Nonetheless, a U.S. judge in Chicago indicated he was cool to Jones Day taking the case because of the potential conflict and Westinghouse, the firm's client, had to find another lawyer.
White, though, said he doesn't feel the elaborate wall that jones Day was willing to throw up around its former government attorneys is required for him in zoning matters such as the Dupont Circle case.
All of which led Richard Wolf, a lawyer who is active in the Capitaol Hill Restoration Society, to say. "I'm uneasy. It's clearly an issue in this city where citizen groups are array against the D.C. government and the developers."
That controversial plan to reorganize the goverment's 19,750 attorneys has moved to the White House. Word at the Federal Bar Association's meeting was that James T. McIntyre Jr. head of the Office of Management and Budget, had signed them and passed them on to the White House.
Royce Lambeth of the U.S. Attorney's Office here, who is working on the reorganization for the Justice Department, said Attorney General Griffin Bell is impressed with the plan, which retains Justice as the major trial lawyer for most government agencies - much to the dismay of the agency general counsels.

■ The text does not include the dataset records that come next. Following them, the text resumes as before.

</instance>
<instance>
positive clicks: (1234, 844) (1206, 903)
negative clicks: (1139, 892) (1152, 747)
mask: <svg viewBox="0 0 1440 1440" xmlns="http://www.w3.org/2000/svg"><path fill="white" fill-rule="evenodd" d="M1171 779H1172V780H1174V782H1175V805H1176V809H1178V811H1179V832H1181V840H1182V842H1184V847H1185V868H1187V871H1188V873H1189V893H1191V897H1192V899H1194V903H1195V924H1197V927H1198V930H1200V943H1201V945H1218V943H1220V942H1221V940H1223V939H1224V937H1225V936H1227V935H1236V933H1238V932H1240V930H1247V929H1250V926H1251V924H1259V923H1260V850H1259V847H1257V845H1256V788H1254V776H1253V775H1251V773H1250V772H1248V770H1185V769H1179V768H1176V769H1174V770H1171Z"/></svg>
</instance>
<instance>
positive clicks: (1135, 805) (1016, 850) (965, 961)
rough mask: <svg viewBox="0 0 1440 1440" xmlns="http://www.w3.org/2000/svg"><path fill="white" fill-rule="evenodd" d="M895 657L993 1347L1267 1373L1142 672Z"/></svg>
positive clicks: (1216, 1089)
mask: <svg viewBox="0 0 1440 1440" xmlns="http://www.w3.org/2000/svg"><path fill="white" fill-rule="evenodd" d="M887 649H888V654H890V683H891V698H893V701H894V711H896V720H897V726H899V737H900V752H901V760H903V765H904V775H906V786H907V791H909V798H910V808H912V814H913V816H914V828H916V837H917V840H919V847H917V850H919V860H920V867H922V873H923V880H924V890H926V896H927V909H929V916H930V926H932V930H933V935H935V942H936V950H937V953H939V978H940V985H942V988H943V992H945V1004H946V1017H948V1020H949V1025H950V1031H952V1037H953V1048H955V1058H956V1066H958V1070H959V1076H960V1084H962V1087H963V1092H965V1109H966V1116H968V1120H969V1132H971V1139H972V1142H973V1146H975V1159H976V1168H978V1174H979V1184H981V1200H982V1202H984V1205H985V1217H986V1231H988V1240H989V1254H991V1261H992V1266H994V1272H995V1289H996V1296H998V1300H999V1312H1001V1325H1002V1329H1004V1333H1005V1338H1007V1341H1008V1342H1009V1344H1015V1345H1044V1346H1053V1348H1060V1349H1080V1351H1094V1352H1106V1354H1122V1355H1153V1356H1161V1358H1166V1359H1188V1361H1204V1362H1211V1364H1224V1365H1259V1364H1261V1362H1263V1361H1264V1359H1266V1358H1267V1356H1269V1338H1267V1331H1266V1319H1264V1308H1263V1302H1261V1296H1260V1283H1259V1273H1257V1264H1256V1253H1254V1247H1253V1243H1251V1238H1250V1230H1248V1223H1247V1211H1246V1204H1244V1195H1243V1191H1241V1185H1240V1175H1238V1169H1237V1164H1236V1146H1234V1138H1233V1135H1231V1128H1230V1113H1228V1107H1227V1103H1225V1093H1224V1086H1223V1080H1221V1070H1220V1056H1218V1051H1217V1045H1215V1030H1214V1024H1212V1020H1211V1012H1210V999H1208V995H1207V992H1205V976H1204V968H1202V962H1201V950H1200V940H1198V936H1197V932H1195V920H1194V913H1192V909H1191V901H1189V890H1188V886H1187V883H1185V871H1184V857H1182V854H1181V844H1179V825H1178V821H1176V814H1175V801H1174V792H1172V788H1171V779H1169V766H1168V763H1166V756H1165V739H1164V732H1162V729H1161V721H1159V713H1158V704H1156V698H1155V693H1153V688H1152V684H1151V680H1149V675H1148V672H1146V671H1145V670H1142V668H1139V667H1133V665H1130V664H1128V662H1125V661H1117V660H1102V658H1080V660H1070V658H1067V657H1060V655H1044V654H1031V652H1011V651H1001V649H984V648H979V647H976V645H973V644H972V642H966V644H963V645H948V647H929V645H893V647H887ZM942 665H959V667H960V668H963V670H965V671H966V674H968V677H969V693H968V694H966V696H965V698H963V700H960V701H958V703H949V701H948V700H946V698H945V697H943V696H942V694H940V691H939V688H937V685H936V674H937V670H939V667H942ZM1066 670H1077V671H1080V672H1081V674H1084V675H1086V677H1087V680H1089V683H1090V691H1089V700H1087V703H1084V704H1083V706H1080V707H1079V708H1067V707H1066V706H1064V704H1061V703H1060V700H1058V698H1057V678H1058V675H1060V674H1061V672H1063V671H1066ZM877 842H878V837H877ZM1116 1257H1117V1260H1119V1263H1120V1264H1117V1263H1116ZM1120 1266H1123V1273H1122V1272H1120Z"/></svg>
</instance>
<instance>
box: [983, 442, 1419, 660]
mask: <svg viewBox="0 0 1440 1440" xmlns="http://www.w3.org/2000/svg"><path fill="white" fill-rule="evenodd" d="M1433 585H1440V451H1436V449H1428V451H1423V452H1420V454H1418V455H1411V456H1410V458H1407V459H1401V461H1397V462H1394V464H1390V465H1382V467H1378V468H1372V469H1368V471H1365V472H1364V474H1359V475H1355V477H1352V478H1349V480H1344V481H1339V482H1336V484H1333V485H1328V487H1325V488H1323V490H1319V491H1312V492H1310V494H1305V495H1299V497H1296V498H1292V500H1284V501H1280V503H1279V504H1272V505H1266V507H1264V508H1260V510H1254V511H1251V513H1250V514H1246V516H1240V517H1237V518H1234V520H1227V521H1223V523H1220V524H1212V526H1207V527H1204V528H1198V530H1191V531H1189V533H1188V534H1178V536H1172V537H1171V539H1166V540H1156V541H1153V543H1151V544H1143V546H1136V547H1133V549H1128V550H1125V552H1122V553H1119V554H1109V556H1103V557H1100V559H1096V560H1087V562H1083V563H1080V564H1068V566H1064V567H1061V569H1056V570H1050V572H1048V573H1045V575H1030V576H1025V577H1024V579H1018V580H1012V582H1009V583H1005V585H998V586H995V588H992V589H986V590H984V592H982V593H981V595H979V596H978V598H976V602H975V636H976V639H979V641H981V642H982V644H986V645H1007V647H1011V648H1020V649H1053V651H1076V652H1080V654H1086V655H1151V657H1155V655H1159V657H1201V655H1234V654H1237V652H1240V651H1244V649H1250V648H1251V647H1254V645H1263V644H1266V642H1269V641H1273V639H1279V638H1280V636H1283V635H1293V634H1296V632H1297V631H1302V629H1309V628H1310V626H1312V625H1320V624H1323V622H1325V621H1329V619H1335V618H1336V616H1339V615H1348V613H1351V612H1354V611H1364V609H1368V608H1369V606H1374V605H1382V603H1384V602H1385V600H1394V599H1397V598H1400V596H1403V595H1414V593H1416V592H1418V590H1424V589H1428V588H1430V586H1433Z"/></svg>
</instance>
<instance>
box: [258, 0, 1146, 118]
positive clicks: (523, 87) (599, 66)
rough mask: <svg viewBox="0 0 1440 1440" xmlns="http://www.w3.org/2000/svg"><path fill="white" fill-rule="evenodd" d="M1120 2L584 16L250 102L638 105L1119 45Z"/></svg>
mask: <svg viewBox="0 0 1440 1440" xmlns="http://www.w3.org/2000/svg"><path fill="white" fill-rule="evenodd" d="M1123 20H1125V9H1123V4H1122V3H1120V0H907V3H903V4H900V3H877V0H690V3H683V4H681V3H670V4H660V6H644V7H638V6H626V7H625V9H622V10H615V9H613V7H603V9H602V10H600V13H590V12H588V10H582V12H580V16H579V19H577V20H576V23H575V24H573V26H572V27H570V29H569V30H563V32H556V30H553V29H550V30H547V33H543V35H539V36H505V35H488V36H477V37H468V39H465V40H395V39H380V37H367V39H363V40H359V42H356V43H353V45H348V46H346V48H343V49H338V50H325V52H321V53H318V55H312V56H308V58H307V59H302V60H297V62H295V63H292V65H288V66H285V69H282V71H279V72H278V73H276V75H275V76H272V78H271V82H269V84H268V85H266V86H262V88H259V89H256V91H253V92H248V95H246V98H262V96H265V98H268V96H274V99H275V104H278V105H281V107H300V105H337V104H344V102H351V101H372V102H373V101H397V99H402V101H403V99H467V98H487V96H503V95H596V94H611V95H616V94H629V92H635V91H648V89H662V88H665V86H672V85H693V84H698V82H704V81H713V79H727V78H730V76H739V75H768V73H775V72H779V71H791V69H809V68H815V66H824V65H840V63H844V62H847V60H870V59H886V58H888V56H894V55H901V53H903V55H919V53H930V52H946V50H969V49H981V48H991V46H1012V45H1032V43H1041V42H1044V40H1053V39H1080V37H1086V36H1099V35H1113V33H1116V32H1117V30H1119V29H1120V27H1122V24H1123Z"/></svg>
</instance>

Judy Areen, who has headed the lawyer reorganization task force, said the White House may announce management changes - such as a council of general counsels to coordinate the government't legal efforts - this fall. But the all important turf battle over whether Justice will continue as the government's chief courtroom lawyer needs Congressional approval and so will not be announced until next year.
Short takes: Calvin J. Collier, once the youngest chairman of the Federal Trade Commission, which he left in November, has become a partner in Hughes, Hubbard & Reed. He had been a visiting fellow at the American Enterprise Institute . . . Carole Wilson, formerly with the Labor Department and the National Labor Relations Board, has been named associate general counsel of the International Union of Electrical Workers.
More than 200 experienced lawyers turned up looking for jobs at a Legal Services Corp. workshop . . . Randall W. Scott is leaving the Environmental Law Institute to run the federally-financed American Bar Association's new study on finding ways to make it easier to resolve landlord-tenant arguments . . . Alexandria Bar Assocation is now starting a lawyer referral service . . . George Washington University Law Association gave its professional achievement award to William G. Malone, assistant general counsel of the Veterans Administration.